Knowing the proportions helped me spread out the work so I lost one part of rest and one of chores—but I still got some rest in, and we had food in the fridge and clean clothes. I didn’t get to cleaning the showers though.
Now this isn’t the only time I’m not at work in the week—I love a midweek dinner with a friend, I go to the gym, I have yet to find a way to avoid dishes and mask washing through the week. I also scroll Twitter, read books, commute, floss my teeth, stay in touch with family. You know, the stuff.
And it’s not uncommon that I do a bit of work over the weekend. I typed out a draft of this blog post on my phone sitting on the sofa. Most knowledge workers will have work that smears over into their leisure time, especially as we work more remotely and so the boundaries blur. So it’s good to have a sense of proportion to blur the boundaries in the other direction too. Working from home allows me to sleep later, instead of commuting. so I’m less sleep deprived at the end of the week. I also have the chance to do some household chores during my work breaks—like popping on a load of washing. If then need to respond to some professional tasks over the weekend, well that’s just quid pro quo.
So that’s what I typically do on a weekend, and setting it all out here like this might help you to do a similar reflection about what works for you and what doesn’t.
And let it take time and be uncomfortable. I wrote the first draft of this post in early August as we entered Lockdown 6 in Melbourne and I’m only going to be publishing it a few months later. Partly that’s a function of needing to plan blog posts in advance, but it’s also a function of the fact that I didn’t want to edit this post because looking at what my weekend actually looked like in lockdown made me feel sad.
And actually it’s helpful to notice what makes you sad about your current weekend routine.
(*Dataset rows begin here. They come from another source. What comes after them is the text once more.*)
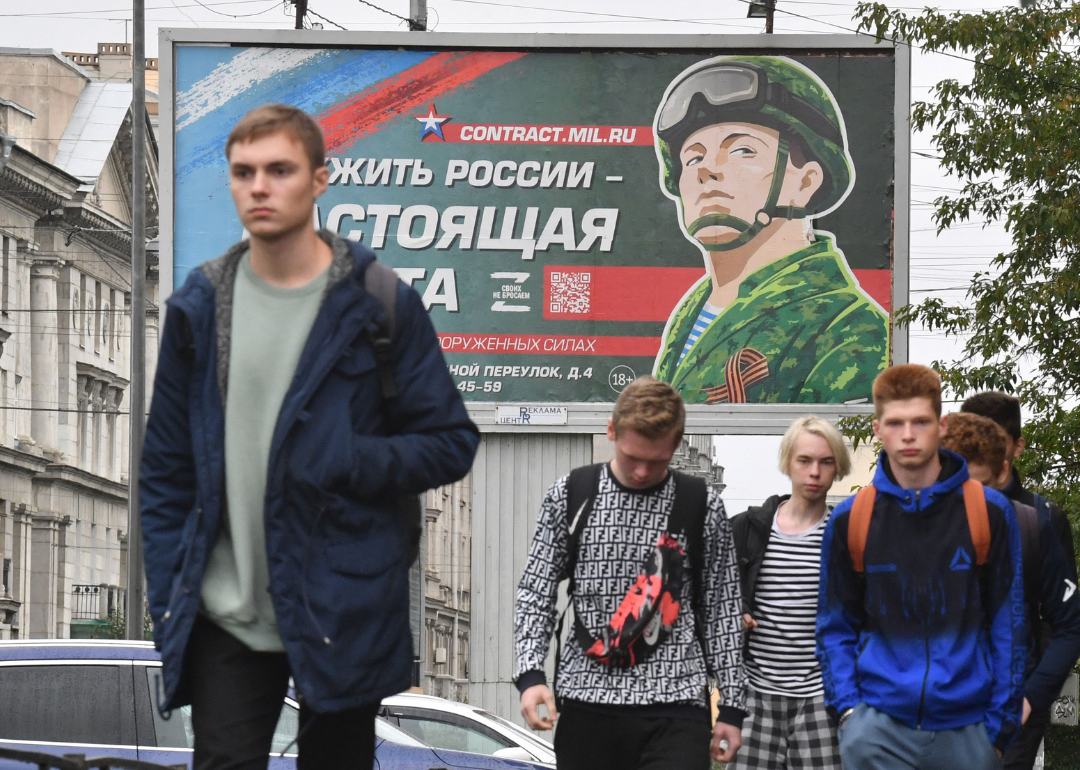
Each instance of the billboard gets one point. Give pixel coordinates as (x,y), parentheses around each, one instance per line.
(718,214)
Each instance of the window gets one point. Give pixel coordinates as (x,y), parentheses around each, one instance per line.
(444,734)
(61,703)
(7,246)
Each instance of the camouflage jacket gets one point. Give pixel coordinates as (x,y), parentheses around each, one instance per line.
(801,331)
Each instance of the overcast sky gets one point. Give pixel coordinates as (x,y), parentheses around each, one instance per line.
(940,264)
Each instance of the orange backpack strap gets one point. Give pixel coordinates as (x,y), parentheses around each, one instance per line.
(859,525)
(979,521)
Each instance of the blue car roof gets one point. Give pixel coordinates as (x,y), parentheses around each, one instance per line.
(77,649)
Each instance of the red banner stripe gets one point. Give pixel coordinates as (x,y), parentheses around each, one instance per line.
(436,76)
(525,134)
(615,293)
(609,293)
(878,284)
(548,345)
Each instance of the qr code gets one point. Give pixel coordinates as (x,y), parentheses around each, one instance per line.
(570,292)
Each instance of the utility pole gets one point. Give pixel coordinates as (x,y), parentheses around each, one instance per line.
(418,15)
(136,402)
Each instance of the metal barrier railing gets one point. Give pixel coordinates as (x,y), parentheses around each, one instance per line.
(79,761)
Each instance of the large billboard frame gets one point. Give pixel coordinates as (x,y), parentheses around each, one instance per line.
(582,417)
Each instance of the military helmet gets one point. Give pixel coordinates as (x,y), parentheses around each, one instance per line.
(765,91)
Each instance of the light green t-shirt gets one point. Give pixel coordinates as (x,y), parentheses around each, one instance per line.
(270,326)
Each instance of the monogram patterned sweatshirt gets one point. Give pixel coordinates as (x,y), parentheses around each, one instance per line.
(624,525)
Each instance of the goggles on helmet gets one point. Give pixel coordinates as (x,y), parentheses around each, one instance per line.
(739,86)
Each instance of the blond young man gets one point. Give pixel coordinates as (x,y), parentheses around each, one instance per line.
(919,642)
(1050,589)
(274,467)
(650,711)
(779,548)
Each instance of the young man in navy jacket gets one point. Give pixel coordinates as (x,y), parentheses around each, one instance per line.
(274,467)
(1050,588)
(922,652)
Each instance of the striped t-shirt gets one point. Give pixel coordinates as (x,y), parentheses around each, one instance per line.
(707,315)
(781,649)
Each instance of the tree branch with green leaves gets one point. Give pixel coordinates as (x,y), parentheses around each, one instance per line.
(1011,137)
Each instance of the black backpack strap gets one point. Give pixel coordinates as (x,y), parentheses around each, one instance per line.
(582,486)
(381,283)
(1027,517)
(689,512)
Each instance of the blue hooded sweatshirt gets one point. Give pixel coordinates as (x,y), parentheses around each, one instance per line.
(925,635)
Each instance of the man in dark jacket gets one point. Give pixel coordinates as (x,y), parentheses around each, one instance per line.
(921,642)
(1050,583)
(274,467)
(779,549)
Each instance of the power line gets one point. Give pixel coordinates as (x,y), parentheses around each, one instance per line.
(316,15)
(240,15)
(378,8)
(122,10)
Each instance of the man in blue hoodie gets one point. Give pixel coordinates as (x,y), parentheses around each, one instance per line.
(922,650)
(279,464)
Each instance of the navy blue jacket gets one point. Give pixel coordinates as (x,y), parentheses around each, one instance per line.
(923,634)
(1053,619)
(338,460)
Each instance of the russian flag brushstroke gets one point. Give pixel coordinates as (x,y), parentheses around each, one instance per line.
(437,76)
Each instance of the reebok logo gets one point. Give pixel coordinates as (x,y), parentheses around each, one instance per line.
(960,559)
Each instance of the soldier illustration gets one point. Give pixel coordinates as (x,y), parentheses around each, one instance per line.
(752,148)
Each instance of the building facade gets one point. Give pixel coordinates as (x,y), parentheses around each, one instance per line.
(65,282)
(447,580)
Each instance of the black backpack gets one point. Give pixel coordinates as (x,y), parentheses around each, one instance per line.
(381,283)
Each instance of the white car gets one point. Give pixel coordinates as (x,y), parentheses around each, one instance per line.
(460,727)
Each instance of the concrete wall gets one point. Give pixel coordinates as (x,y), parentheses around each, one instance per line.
(511,474)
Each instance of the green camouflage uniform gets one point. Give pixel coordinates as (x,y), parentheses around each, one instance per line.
(801,331)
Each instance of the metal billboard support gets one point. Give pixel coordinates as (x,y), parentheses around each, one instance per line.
(136,402)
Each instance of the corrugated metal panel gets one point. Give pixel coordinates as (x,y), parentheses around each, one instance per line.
(511,474)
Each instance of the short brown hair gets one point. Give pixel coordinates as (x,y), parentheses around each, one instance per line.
(274,119)
(906,381)
(976,438)
(649,407)
(1000,407)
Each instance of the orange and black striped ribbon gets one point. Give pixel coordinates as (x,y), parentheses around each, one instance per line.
(743,369)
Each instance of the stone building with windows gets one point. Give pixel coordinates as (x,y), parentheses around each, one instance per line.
(447,571)
(65,280)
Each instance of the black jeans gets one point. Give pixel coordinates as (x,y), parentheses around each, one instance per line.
(237,697)
(619,740)
(1025,746)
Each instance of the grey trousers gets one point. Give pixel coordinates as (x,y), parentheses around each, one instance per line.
(872,740)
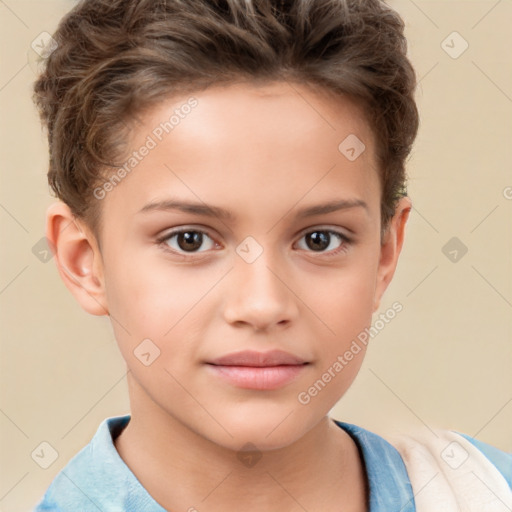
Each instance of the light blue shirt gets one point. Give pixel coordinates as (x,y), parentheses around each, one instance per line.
(96,479)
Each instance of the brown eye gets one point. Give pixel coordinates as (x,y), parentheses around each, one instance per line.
(324,241)
(187,240)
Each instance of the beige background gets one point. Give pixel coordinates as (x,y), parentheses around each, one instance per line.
(445,361)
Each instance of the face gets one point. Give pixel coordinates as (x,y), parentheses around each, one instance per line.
(240,259)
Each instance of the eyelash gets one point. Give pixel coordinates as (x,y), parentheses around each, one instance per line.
(161,241)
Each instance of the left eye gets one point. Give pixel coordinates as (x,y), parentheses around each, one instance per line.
(323,240)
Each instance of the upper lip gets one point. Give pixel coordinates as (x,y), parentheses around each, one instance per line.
(258,359)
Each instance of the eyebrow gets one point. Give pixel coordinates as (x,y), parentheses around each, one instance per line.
(216,211)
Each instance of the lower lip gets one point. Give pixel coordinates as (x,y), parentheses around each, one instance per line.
(262,378)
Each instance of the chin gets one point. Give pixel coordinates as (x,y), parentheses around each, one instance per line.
(266,429)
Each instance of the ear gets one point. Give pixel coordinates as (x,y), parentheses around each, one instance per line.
(390,249)
(78,258)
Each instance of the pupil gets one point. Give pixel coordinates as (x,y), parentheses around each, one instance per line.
(320,240)
(192,240)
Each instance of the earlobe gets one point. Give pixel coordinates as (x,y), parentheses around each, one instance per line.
(78,258)
(391,248)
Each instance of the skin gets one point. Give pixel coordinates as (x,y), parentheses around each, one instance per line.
(263,152)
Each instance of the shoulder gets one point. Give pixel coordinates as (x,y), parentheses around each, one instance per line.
(455,469)
(96,478)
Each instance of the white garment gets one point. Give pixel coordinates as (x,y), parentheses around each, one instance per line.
(449,474)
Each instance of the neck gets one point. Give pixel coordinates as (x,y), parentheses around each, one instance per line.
(320,470)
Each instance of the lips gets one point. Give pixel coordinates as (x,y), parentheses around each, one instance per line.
(258,359)
(258,370)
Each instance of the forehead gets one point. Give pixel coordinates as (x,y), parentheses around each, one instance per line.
(247,146)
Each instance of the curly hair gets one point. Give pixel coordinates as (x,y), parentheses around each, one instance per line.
(116,58)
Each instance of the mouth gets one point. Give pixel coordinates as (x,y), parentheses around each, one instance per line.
(258,370)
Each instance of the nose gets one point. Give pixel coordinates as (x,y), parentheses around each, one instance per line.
(260,295)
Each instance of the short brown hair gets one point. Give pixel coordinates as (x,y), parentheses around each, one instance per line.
(116,58)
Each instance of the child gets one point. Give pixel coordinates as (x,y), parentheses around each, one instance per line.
(271,138)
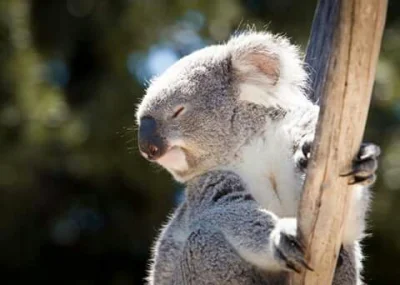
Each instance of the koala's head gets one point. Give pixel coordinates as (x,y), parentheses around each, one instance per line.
(198,114)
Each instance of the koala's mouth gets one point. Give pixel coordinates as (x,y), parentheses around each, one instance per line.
(174,158)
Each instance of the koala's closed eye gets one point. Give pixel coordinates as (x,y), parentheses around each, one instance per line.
(178,111)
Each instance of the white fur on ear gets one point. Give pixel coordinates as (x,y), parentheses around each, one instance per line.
(269,69)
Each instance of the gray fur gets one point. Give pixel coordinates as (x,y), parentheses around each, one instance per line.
(239,146)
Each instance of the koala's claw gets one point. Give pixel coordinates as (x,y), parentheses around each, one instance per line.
(290,253)
(364,165)
(303,154)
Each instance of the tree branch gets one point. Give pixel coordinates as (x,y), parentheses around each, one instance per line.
(342,57)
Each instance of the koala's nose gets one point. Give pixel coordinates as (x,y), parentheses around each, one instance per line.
(149,139)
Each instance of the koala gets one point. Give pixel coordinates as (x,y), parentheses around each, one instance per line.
(234,124)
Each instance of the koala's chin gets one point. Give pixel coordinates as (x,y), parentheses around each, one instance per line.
(174,160)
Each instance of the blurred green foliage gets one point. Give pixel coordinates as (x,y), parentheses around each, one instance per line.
(77,203)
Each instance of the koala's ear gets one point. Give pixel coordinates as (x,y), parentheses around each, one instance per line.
(256,66)
(268,69)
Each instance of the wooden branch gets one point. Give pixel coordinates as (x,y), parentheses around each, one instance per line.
(345,77)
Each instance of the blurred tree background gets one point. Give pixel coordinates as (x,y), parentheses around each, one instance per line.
(78,205)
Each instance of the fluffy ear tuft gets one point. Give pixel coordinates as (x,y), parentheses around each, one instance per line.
(269,69)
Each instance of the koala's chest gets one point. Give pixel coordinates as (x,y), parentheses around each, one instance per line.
(269,171)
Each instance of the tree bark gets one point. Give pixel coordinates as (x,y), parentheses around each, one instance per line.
(342,58)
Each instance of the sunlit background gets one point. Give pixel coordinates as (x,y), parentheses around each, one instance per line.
(78,205)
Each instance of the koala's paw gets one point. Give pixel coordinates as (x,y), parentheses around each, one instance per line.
(364,165)
(288,250)
(302,154)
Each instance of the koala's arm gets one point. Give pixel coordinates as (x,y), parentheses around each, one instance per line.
(257,235)
(361,177)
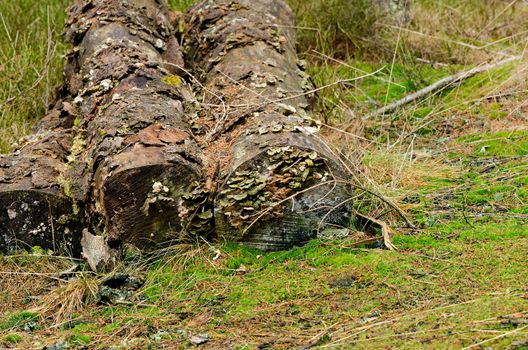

For example, lockdown has continuously clarified for me where being at home is great, and where being at home is not so great. I will absolutely be going back to the gym and catching up with friends and going to cultural events and working in libraries as soon as it is safe to do so. In previous roles, reflections like this have made me realise I needed to change jobs or make other significant changes.
Capture both what gives you joy and what feels sad–this is all useful information. And hopefully it helps you turn your dial towards joy and self-care.